From the other side I think symbolizer`s interface would be changed anyway - to support several sections case. So that current "old behavior" would probably be removed later...

Anyway, if "Keeping the previous behavior as a fallback when Undef is given" seems better than "separating behavior in explicit way" then let`s continue with this preferable approach. So I am going to implement - if SectionIndex set into Undef state, then symbolizer would internally detect SectionIndex similarly to how it was before.

"before" being "before any of your recent changes"? OK - thanks!

If there is a case where "Undef == fallback to old behavior" and "Undef == treat the address as absolute" would produce different answers - could you include a test case so we can keep this use case in mind in the future?

When would there be an ambiguity here between "any section with this address in it"
and "I know this is an absolute address"?

I thought about following difference :

"I know this is an absolute address":
symbolize(SectionIndex=Undef, linked_file) => func1():test.c:3
symbolize(SectionIndex=Undef, not_linked_file) => error. not linked executable.
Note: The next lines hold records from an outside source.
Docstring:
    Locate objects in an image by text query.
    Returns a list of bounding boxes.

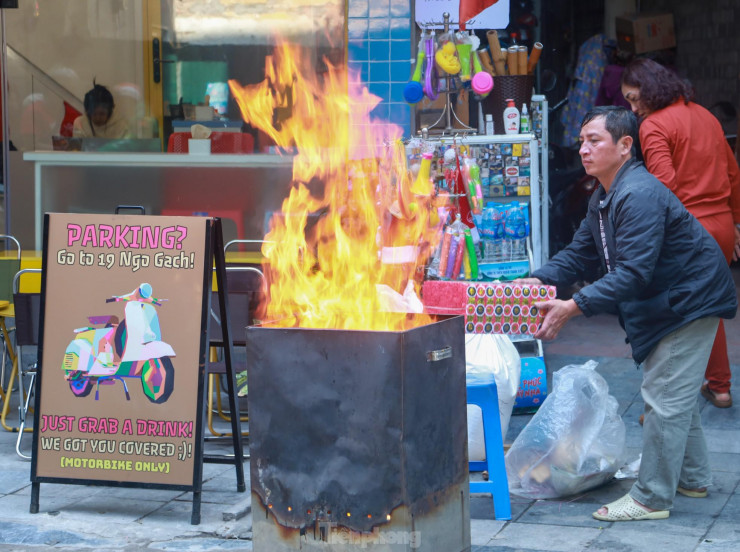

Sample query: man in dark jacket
[523,106,737,521]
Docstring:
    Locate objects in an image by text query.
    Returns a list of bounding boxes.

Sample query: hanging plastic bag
[465,334,522,462]
[506,360,625,498]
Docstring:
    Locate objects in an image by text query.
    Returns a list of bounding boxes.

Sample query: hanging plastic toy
[403,39,426,104]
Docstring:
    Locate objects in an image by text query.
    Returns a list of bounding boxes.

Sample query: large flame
[229,43,438,330]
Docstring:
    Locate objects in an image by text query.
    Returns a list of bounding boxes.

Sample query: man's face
[578,117,629,183]
[622,84,650,119]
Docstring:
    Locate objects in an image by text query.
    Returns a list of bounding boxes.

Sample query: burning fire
[229,43,439,330]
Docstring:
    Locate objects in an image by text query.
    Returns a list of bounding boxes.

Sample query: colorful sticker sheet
[465,284,555,335]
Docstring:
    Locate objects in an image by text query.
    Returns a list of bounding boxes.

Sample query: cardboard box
[615,13,676,54]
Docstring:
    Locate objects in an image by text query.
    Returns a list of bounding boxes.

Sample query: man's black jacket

"any section with this address in it":
symbolize(SectionIndex=Undef, linked_file) => func1():test.c:3
symbolize(SectionIndex=Undef, not_linked_file) => func1():test.c:3

note: I do not suggest to implement above behavior. I think that is possible scenario if caller does not want to handle case "address relates to several sections" (silently displaying one from several matches).

And one where callers may reasonably not have up-front knowledge of which
section ID they want (& have to perform a search like this)

Ok, I assumed that caller should know which section specified address belongs.
if symbolizer assumed to be used without section`s relation knowledge then we probably do not need SectionedAddress in symbolizer at all.

"before" being "before any of your recent changes"? OK - thanks!

yes.

This code is repeated several times & again, still seems to be at the wrong layer of abstraction to me - having callers parse names, open files, search for sections - rather than passing in Undef and letting the underlying API do what it did before any of these changes.

I think it's further down that the Undef=>BestEffortSectionIndex should be handled - again, where it was effectively handled before any of these changes.